I love the looks. The front lights remind me a little bit of BMW and the back which I'm REALLY fond of reminds me a bit of the boxy B4 rear and a bit Vanagon in modern form. I personally love it, and it comes with a proper size fuel efficient motor too. If they brought this to the US with a 1.6 or 2.0 TDI I'd be all over it.

After doing a google image search it looks like they dropped the sleek square look to the rear lights. They look more streched on the sides... unless that black strip on the rear is making an illusion in the above linked images.

Ace review:
http://www.youtube.com/watch?v=Sjz0ZltU748


----------



## applen (Sep 27, 2005)

do want!

we need more small cars over here so badly. and i'm glad that a market for them is developing. but i can't imagine this making it over here especially since it's a run of 333 units.

i'm so impressed they are putting the golf R drivetrain in such a small package. i can has new dream car?

with these underpinnings i can't say i care as much about the design of the exterior. that said i could do without the red "wing" in the headlights. everything else is a go, including the boy-racer rear spoiler!:thumbup:

yes, i cannot wait to see what the S1 will have over this. maybe that one will be expensive enough to bring over ((still dreaming)).


----------



## 85GTI (Dec 19, 2000)

joedubbs said:


> very noice, once we stop churning out giant trucks here maybe cars like this will appear stateside


:thumbup::thumbup::thumbup:


----------



## [email protected] (Apr 9, 2004)

applen said:


> do want!
> 
> yes, i cannot wait to see what the S1 will have over this. maybe that one will be expensive enough to bring over ((still dreaming)).

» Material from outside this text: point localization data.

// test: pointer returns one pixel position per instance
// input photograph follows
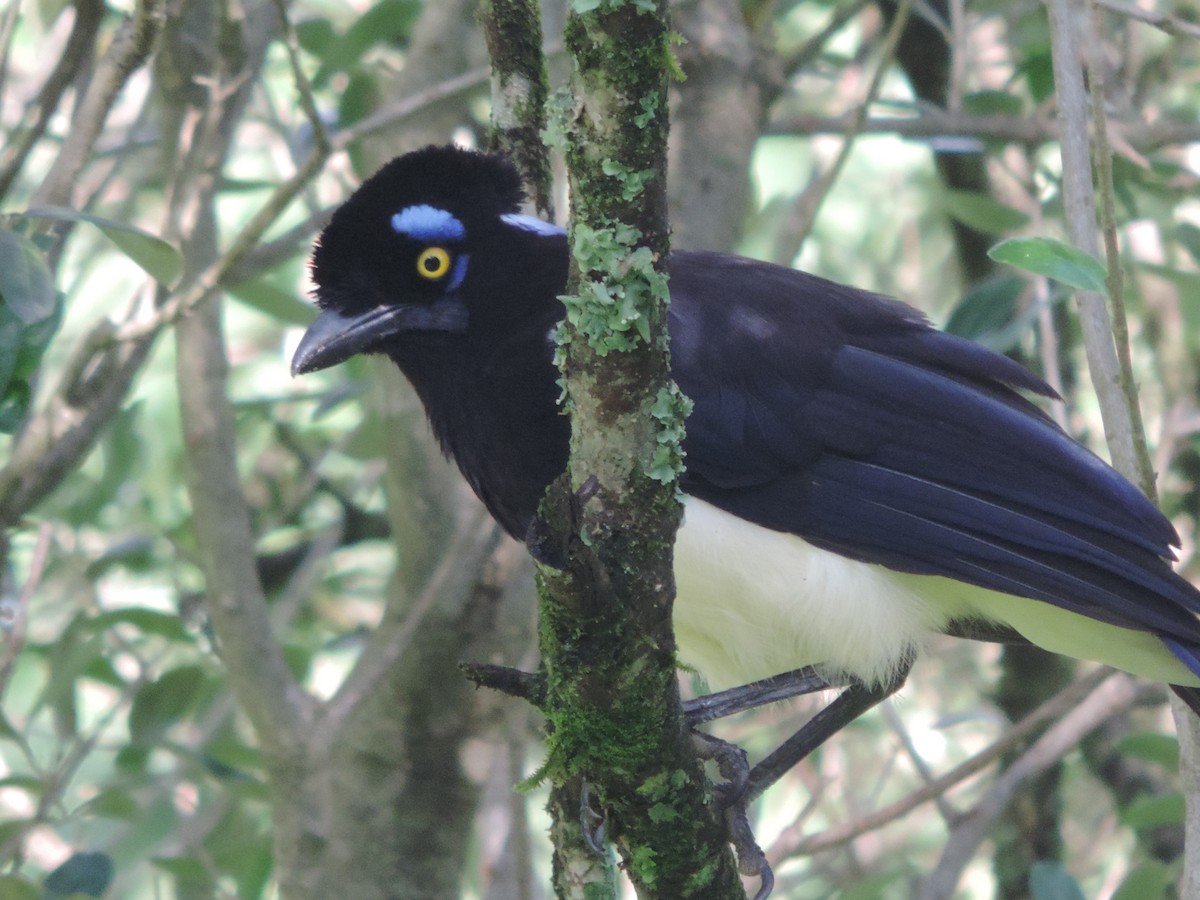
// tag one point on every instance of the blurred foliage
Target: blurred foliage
(125, 767)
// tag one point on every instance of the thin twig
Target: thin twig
(1163, 22)
(130, 49)
(1108, 700)
(19, 612)
(1031, 131)
(804, 209)
(1049, 711)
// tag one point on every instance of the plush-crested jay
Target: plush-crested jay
(856, 480)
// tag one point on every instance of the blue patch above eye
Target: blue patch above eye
(429, 223)
(532, 223)
(460, 273)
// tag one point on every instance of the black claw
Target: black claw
(731, 762)
(751, 861)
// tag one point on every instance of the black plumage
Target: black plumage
(821, 411)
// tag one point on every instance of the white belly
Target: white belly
(754, 603)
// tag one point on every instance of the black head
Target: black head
(396, 257)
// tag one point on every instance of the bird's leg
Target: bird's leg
(731, 762)
(592, 822)
(743, 784)
(756, 694)
(849, 706)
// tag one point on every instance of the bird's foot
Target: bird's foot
(731, 796)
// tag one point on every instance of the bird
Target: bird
(855, 480)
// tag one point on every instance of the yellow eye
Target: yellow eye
(432, 263)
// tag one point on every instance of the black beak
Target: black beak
(334, 339)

I'm not exactly sure what to expect here. I know an S1 was more than being considered because I've seen the prototype S1 gauges in an A1 mule in Ingolstadt. However, I'd have expected the S1 to be this drivetrain and I'm not sure what engine they'd have in the mix that's more powerful than this one yet not the 2.5T which would be the assumed engine for an RS 1.

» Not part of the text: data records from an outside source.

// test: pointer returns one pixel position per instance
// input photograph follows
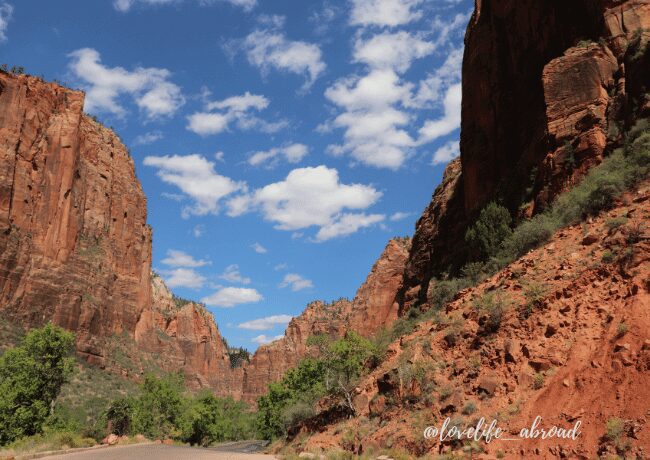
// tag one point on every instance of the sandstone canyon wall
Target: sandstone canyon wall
(75, 248)
(547, 89)
(373, 307)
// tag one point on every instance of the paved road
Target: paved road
(237, 451)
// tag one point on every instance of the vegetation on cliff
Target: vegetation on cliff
(31, 377)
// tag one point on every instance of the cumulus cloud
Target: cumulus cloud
(232, 275)
(148, 138)
(264, 324)
(125, 5)
(231, 296)
(432, 89)
(399, 216)
(292, 153)
(196, 177)
(149, 87)
(218, 116)
(269, 48)
(263, 339)
(296, 282)
(372, 120)
(347, 224)
(181, 259)
(446, 153)
(394, 51)
(449, 122)
(6, 13)
(384, 13)
(183, 277)
(309, 197)
(259, 248)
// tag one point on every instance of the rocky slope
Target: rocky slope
(547, 89)
(579, 351)
(373, 307)
(75, 248)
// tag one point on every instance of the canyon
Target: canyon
(549, 89)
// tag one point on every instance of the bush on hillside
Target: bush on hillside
(209, 420)
(31, 376)
(490, 230)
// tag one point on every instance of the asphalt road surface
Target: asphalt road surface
(231, 451)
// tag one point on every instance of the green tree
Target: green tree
(490, 230)
(31, 376)
(157, 410)
(209, 419)
(299, 388)
(119, 416)
(347, 359)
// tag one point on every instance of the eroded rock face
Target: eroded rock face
(75, 248)
(547, 89)
(74, 244)
(373, 307)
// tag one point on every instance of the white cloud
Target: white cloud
(148, 138)
(238, 110)
(269, 48)
(399, 216)
(183, 277)
(384, 13)
(310, 197)
(181, 259)
(450, 28)
(125, 5)
(196, 177)
(149, 87)
(293, 153)
(259, 248)
(394, 51)
(264, 324)
(232, 275)
(347, 224)
(449, 122)
(296, 282)
(374, 133)
(230, 296)
(263, 339)
(6, 13)
(446, 153)
(432, 89)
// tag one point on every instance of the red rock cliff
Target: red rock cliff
(547, 88)
(373, 307)
(75, 248)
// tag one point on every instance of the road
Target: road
(232, 451)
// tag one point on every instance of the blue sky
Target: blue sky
(280, 143)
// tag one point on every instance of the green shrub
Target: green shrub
(208, 420)
(493, 306)
(119, 416)
(490, 230)
(615, 223)
(607, 257)
(31, 376)
(157, 410)
(534, 294)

Also, there've been theories in the enthusiast communities that Audi might have reconsidered the use of the name S1 because its use in Audi lore was applied to the Sport quattro... a decidedly different car and position in the Audi lineup.


----------



## Mister MK4 (Sep 3, 2000)

love it! the wheels totally do it for me.


----------



## quattive (Oct 8, 2009)

*why oh why won't they bring this here *


----------



## nomad1721 (Apr 4, 2005)

I WANT those wheels!


----------



## A320FlyGuy (Sep 21, 2010)

It really sucks that we don't get any of the cool European vehicles in North America...I would have sold a kidney, my right arm and my first born if I could have purchased a Lupo GTI in North America. 

When I fly overseas for work, if I have a decent layover I will make a point of going to the nearest dealer and trying a European VW or Audi on for size....it makes the products that we drive over here seem dull as dishwater....


----------



## Heinrich (Jul 14, 1999)

Is this "Polo" sized or "GTI" / "A3" sized? 

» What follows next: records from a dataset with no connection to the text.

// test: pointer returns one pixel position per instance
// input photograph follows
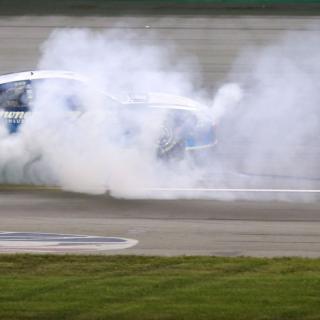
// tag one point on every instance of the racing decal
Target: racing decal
(13, 116)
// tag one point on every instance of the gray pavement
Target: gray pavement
(170, 227)
(166, 227)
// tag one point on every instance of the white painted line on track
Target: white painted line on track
(235, 190)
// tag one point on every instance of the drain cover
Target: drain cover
(54, 242)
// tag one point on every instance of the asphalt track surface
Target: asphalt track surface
(169, 227)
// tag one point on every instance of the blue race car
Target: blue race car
(186, 128)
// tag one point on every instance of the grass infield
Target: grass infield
(134, 287)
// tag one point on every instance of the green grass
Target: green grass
(132, 287)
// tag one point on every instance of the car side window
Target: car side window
(15, 96)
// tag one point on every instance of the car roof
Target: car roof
(40, 74)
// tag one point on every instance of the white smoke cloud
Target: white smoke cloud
(267, 122)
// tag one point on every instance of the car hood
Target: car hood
(163, 99)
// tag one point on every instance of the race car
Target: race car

So frustrated with all the models, I can't get what I want here in the States....Unless I save up for an S4.


----------



## quattive (Oct 8, 2009)

Heinrich said:


> Is this "Polo" sized or "GTI" / "A3" sized?
> 
> So frustrated with all the models, I can't get what I want here in the States....Unless I save up for an S4.


polo


----------



## stevewatson (Mar 13, 2012)

its really compaq


----------



## chicguy (Feb 3, 2012)

love it! I decided to buy it!


----------